I setup Roon a couple months ago, and, for what it's worth, here's what I ended up with:
1. An Intel NUC dedicated as a Roon ROCK server. I started with an M1 Mac Mini as the server, but it would not reliably serve 192/24 files. Clicks and pops. Lots of troubleshooting on a home network that is small-enterprise quality. Turned out to be the Mac. Roon develops their server software as a light, custom Linux installation, and an Intel NUC is their canonical server. All other version of Roon are adapted to the operating system and incur all the interrupted and competing system processes that Roon has eliminated from their pared down Linux implementation. Many people get Roon to run ok on various home computers, but for the best audio quality, the dedicated Roon ROCK server built according the their excellent instrucations is best. Roon sells a pre-built version of this as the Roon Nucleus on their website.

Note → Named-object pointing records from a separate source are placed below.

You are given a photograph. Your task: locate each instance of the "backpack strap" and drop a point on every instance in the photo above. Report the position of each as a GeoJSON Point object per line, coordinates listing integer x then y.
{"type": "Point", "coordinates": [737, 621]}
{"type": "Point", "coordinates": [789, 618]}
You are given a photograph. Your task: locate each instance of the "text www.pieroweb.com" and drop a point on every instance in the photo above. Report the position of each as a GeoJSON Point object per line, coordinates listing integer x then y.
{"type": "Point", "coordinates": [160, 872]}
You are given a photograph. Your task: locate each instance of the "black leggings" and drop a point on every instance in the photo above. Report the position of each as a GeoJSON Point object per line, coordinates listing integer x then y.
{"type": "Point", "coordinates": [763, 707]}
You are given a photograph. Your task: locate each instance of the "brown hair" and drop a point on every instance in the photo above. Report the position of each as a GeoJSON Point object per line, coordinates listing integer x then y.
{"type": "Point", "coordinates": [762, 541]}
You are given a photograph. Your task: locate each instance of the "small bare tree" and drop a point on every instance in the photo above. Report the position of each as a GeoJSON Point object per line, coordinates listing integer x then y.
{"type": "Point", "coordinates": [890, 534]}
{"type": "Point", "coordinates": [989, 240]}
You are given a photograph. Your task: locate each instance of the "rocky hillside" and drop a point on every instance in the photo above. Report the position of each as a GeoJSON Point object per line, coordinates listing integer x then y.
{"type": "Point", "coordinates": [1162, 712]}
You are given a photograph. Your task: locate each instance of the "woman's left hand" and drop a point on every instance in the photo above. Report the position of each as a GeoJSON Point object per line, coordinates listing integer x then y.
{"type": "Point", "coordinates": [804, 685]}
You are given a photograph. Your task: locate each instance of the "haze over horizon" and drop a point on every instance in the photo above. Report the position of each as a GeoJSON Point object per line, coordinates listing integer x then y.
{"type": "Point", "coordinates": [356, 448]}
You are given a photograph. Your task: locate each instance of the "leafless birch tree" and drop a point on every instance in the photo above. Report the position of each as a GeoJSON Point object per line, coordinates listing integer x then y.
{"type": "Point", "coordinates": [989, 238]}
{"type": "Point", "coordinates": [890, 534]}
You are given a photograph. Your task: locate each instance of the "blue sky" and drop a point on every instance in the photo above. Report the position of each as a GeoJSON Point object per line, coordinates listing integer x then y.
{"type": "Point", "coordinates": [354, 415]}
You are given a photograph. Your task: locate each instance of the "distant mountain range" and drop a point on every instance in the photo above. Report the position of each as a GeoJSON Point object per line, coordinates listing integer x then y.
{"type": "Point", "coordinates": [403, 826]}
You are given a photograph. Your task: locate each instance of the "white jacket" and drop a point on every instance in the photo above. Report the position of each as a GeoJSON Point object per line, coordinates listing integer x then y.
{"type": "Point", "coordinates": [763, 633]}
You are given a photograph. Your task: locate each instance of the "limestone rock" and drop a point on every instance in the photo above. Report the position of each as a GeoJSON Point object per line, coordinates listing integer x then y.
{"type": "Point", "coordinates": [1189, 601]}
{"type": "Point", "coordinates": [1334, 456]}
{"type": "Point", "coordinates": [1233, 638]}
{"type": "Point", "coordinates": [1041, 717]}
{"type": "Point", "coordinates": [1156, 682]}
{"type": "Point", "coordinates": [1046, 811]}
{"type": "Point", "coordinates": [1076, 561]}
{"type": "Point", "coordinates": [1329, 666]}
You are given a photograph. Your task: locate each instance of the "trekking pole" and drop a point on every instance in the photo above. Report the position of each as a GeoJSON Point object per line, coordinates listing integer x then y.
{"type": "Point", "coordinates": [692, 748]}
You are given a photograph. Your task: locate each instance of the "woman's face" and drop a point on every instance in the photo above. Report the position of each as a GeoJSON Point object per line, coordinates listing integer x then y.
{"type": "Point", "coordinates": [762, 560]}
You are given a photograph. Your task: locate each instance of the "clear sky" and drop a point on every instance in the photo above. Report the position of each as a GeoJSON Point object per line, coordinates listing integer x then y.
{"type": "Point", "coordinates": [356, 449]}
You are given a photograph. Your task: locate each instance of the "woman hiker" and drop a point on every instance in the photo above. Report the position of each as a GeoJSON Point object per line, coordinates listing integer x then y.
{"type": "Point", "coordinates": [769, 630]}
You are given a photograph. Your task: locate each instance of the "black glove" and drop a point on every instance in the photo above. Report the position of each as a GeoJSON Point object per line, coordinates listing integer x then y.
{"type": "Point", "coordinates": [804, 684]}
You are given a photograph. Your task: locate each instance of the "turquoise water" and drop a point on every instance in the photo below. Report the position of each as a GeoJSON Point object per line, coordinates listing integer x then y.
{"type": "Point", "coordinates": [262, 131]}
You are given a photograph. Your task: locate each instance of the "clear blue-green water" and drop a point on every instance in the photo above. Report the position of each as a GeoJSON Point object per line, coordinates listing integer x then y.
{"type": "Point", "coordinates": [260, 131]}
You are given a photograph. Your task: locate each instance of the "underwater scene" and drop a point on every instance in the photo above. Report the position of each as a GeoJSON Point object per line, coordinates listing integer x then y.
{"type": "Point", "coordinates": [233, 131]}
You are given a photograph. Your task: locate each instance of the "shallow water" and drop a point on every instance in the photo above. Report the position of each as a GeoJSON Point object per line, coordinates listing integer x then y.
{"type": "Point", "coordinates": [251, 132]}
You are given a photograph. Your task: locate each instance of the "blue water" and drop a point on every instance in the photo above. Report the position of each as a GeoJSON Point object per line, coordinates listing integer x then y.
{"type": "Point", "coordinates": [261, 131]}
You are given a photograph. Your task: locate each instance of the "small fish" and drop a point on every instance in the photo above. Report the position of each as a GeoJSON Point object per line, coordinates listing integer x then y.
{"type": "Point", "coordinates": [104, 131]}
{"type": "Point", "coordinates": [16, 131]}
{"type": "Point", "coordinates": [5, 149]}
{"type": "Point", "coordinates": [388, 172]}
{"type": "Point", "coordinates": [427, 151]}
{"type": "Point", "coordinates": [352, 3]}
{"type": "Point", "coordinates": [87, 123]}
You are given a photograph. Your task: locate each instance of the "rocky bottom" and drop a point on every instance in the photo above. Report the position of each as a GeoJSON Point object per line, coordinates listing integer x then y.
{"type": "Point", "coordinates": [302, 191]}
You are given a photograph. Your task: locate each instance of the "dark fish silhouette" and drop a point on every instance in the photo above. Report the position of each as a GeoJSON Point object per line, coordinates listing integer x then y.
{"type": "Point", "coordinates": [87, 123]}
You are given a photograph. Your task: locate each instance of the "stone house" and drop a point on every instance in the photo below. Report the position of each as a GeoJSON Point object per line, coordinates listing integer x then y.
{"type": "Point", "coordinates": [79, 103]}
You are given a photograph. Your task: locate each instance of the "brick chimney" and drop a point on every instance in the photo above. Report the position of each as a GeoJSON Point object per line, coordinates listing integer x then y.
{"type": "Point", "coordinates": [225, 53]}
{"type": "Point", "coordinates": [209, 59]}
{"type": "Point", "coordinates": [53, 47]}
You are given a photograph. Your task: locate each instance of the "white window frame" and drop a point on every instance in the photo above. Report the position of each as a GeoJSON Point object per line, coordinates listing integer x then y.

2. Server is connected by ethernet to 1 Gb switch and an Allo DigiOne Signature or Pi2AES running Ropieee is also hardwired to the same switch. Again, a dedicated, stripped down Linux purely focused on cleanly pulling audio from the ethernet input and getting very low jittter signal out to Coax or HDMI I2S (in the case of the Pi2AES). An Allo USBridge Signature is an option as well, but USB has been tested to be a weak link (e.g., https://www.youtube.com/watch?v=Jvu_doQfAI0
3. This can then go to a digital-to-digital transport (I use a Denafrips Gaia) for further jitter reduction and conversion (as desired) before heading to the DAC.
The biggest lesson learned for me was to keep the whole chain running on highly optimized, pared down Linux boxes. General purpose computer OSs just have too many irrelevant processes going on and too much eletrical noise to be good audiophile components.